The United States healthcare system can be quite complex for the ordinary person to understand due to its many policies, regulations, and changes. If you’ve had challenges navigating the system over the years as a healthcare provider, we’d like to point out that you’re not alone. One of the many complexities of this industry that is spoken about often is medical billing, and this explains why billing errors have been so widespread. In fact, reports show that over $125 billion is lost as uncollected revenue each year. It’s a recurring challenge, but one you can easily manage by following best-case practices. Here’s a look at some of them and how they could influence your medical billing management positively.
Collecting Accurate Patient Information
The backbone of every successful medical billing process is having the right information. Several data sources have revealed that one of the most common causes of rejection is incorrect information, and frankly, you can only give what you have. Taking proper patient information is one of the first steps to ensuring your claims get approved. The billing process begins at the front desk. A simple mistake, like a misspelled name, outdated insurance details, or an incorrect policy number, can result in denied claims. To avoid such issues, healthcare staff should verify patient data and insurance details on every visit.
Stay Up to Date With Relevant Coding Standards
Medical coding is the first step to a successful medical billing process. If you get it wrong, there might not be a remedy. Coding standards are very important to this process because they tell payers everything needed to make the right decision, like the patient’s diagnoses, supplies used, treatment given, and any unusual circumstances involved in the treatment process. These standards, including the International Classification of Disease (ICD), Current Procedural Terminology (CPT), and Healthcare Common Procedure Coding System
(HCPCS) should be followed closely to ensure that the billing staff follow coding updates. Also, some standards, like the ICD-10 requirements for diagnosis documentation, are more complex than the older version (ICD-9). It is very important to take note of changes like these to avoid issues like incorrect or missing codes.
Prioritize Compliance and Regulatory Updates
The medical billing regulatory compliance in 2025 is mostly driven by updates to HIPAA, CPT codes, the No Surprises Act, and the Advanced Explanation of Benefits (AEOB). Each of these elements has its role to play in the billing process. For instance, the AEOB was enacted to influence practices that protect patients from unexpected medical bills. A key component of this law is the mandatory order for healthcare providers to always provide adequate cost estimates before services are rendered. At the same time, HIPAA compliance is also crucial because it helps mandate the secure handling of patients’ sensitive information. If your staff fails to follow any of these standards, insurers may reject or delay your claim processing.

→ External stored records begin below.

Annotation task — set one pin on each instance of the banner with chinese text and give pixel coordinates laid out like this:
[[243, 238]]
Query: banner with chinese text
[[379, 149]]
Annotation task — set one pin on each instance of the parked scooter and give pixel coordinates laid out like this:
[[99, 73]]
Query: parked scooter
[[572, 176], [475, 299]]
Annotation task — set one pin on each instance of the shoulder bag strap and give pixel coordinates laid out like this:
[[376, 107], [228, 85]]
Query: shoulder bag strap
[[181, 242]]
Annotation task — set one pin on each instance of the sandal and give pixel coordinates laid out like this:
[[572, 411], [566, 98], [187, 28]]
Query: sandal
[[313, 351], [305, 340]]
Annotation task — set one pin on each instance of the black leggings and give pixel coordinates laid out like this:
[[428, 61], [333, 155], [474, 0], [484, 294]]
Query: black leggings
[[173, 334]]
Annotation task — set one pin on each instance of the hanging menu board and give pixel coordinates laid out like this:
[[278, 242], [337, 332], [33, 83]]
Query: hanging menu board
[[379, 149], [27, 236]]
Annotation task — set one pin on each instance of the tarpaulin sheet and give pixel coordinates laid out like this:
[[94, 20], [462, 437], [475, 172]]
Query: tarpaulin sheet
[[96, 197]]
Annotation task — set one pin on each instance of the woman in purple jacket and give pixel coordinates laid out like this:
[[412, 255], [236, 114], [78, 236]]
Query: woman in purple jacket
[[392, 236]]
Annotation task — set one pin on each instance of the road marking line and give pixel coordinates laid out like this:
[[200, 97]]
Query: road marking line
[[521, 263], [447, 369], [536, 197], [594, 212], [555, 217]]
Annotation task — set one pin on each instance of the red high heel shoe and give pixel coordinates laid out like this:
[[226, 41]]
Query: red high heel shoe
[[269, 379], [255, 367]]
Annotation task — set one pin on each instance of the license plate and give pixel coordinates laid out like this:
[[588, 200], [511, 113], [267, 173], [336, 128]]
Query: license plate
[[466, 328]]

Know When to Outsource to Professionals
About 73 million of 392 million in-network claims were denied in the United States in 2023. That’s nearly one in every five submitted. The risk of having your claims thrown out or rejected is always high, but you don’t always have to handle it if things get complicated. That’s why there are countless medical billing service providers and professionals out there. Platforms like the Missing Piece ABA billing services are available to help fast-track your processes and also handle the complex parts, like submitting error-free claims, staying up to date with constant regulations, and the thousands of ICD-10, CPT, and HCPCS codes in use.

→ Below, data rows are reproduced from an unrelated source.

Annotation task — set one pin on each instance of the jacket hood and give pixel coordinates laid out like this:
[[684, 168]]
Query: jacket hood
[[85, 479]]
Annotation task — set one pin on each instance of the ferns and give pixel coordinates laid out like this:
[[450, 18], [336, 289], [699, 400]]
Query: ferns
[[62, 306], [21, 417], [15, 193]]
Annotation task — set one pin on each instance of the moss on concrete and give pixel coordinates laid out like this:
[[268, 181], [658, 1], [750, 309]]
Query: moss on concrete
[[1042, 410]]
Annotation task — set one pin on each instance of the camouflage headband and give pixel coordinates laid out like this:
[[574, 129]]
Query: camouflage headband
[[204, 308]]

Audit Regularly and Monitor Processes
If you’re handling your process in-house, you need to carry out routine checks to keep things in order. At the same time, outsourcing shouldn’t equate to you being negligent. Routine audits are necessary to uncover inefficiencies and catch errors as quickly as possible. Results should also be monitored to know what needs to be changed or corrected. Most providers look out for key performance indicators (KPIs), like first-pass claim acceptance rate, denial rate, and average days in accounts receivable. By tracking these metrics, healthcare providers can identify recurring issues and implement corrective actions before they escalate. Also, these systems help minimize redundancies and streamline communication between billing staff and clinicians.

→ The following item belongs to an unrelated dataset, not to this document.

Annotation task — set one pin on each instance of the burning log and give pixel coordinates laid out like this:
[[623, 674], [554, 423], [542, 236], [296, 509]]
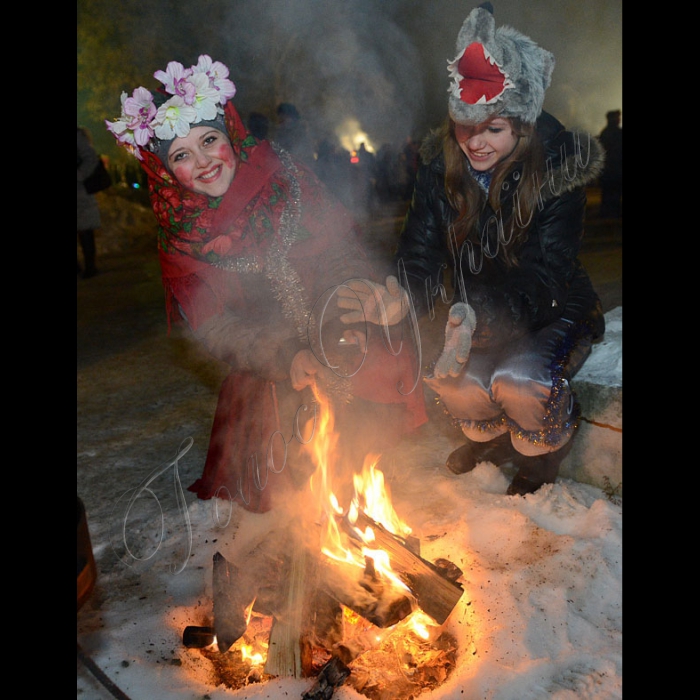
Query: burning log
[[284, 656], [381, 605], [435, 593], [230, 619], [332, 675]]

Building the Best Practices
The best practices in medical billing are not accomplished overnight, but by making intentional changes in your operations every day. The tips above are great places to start. Have routine checks with your staff and conduct training to improve their level of efficiency. However, if you’re looking to get faster results, you can consider hiring a professional to handle your processes for you. There are hundreds of billing service providers out there. Do your due diligence and find one that can help you get the job done. Remember to work with a licensed and authorized platform.